May 2015
I’m a recent (and very grateful!) Guggenheim fellow and the author of eighteen books, including five collections of poetry, the two most recent being Psalter and “Bocage” and Other Sonnets (recipient of the X.J. Kennedy Poetry Prize). My other books include Luís de Camões: Selected Sonnets; The Ballad Rode into Town; and The Unfortunates (recipient of the T.S. Eliot Award). I’m a former Fulbright (in Portugal) and the recipient of an NEA Creative Writing Fellowship. My next book, Love Sonnets, is forthcoming from Kelsay Press later this year. My website: http://williambaer.net
Hagler-Hearns
I’m sitting alone watching Friday Night Fights,
paying close attention, when out of the blue,
I remember the most amazing of all fight-nights
and find myself – what else? – thinking of you.
Thinking of that night at Caesar’s, which Ring Magazine
has called the greatest ever, with its twists and turns,
an electrifying eight-minute war between
Marvelous Marvin and Tommy “The Hitman” Hearns.
But even at ringside, I was thinking about later that night,
about you – about our pre-planned night of “lying-in,”
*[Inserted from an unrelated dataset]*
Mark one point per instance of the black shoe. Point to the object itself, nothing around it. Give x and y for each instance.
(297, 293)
alone, together, still high on the fury of the fight,
in our intimate hotel room at the Desert Inn,
which was, both now and then, without a doubt,
the very best thing in the world worth thinking about.
Ticket Booth
I’m next in line, but I can’t remember why.
Panic, like acid, surges inside of me.
Why am I waiting beneath this endless sky
on a line that stretches as far as the eye can see?
Maybe it’s for a ticket for a fight?
Or a play? Or a concert? Or a magic show?
Or maybe it’s for a ticket back to that night
when I held you in my arms twelve years ago,
when the Jersey shore and the stars and you were mine,
and the moon, dripping with love, and the universe?
Suddenly, a shutter slams down. There’s a “Sold Out” sign.
As the docile crowd begins to slowly disperse,
I rush, enraged, at the booth, smash it and kick it,
screaming loudly, “Give me my bloody ticket!”
Her Nakedness
Is it inappropriate (or wrong)
to sometimes find myself thinking of
her nakedness? Like a recurring song
that haunts me, chastely, about our living love.
Of course, most times, I simply think about:
her kindnesses, her trust, her laughing face,
our trips abroad, the beaches, and dining out,
her calm profundities, her charm, her grace.
So is it somehow wrong to think of her
undressing herself? Devoid of time or scene,
just her, and all her movements, as they were,
being the loveliest thing I’ve ever seen,
knowing it’s never wrong, and knowing she knows
how lovely she is, with and without her clothes.